También hay que hacer hincapié en los ejercicios de flexibilidad. Esto genera un gasto calórico que, aunque más pasivo, es óptimo en estos casos. Aplica el yoga y todas sus ramas, excepto abdominales hipopresivos en el caso de personas con patologías delicadas. A esto le sumaríamos ejercicios de coordinación ejercicios de flexibilidad, pero no así de fuerza y resistencia. Para las personas de la tercera y cuarta edad es muy recomendable agregarles a estas rutinas un trabajo con bandas elásticas, teniendo en cuenta la respiración adecuada.
La nutrición como aliada del ejercicio
Así como mejorar la postura es el primer desafío a la hora de diseñar rutinas para ejecutivos y en general personas que trabajan en oficinas, la alimentación correcta es otro objetivo principal de la atención holística. Muchas veces la gente no sabe comer bien y apela al delivery. Incluso al trabajar en casa a veces resulta difícil tener una guía nutricional coherente con el tiempo laboral y el que se destina al ejercicio físico. Podemos seguir las siguientes pautas:
1) Recordar que al levantarnos hemos pasado por un ayuno de 8 o más horas. El cuerpo necesita recargarse de energía con el alimento. No basta sólo un mate, hace falta que se comiencen a integrar opciones como tostadas de pan integral con una omelette, o un revuelto de avena con huevos y beber un jugo de naranja. Lo ideal sería que se pudiera tomar un par de vasos de agua en este lapso para rehidratar el cuerpo.

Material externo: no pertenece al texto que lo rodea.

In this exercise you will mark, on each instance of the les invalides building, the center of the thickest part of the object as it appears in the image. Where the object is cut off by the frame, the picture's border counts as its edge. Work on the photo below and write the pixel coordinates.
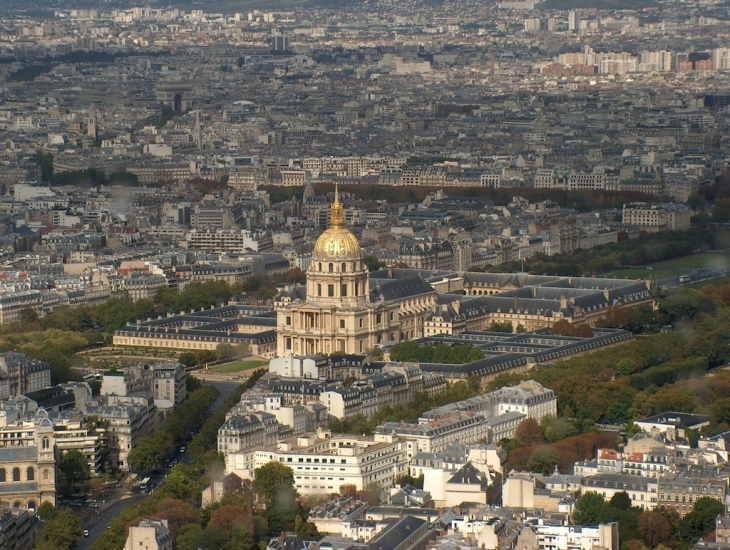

2) Se recomienda a media mañana una colación. Por ejemplo, una manzana verde, una barra de cereal o un turrón.
3) Durante el almuerzo sería ideal incluir la proteína con una carga de hidratos de carbono.
4) A media tarde la segunda colación del día ayuda a mantener unos estándares que mejoren el metabolismo. Una gelatina o un yogurt descremado pueden resultar una opción convencional pero efectiva.
5) Finalmente, lo recomendable es cenar de modo ligero, sin excesos. Lo mejor es la frugalidad en horas nocturnas, pero, siempre que sea posible, incluir una proteína aumenta la calidad del consumo y genera la energía adecuada para un buen descanso.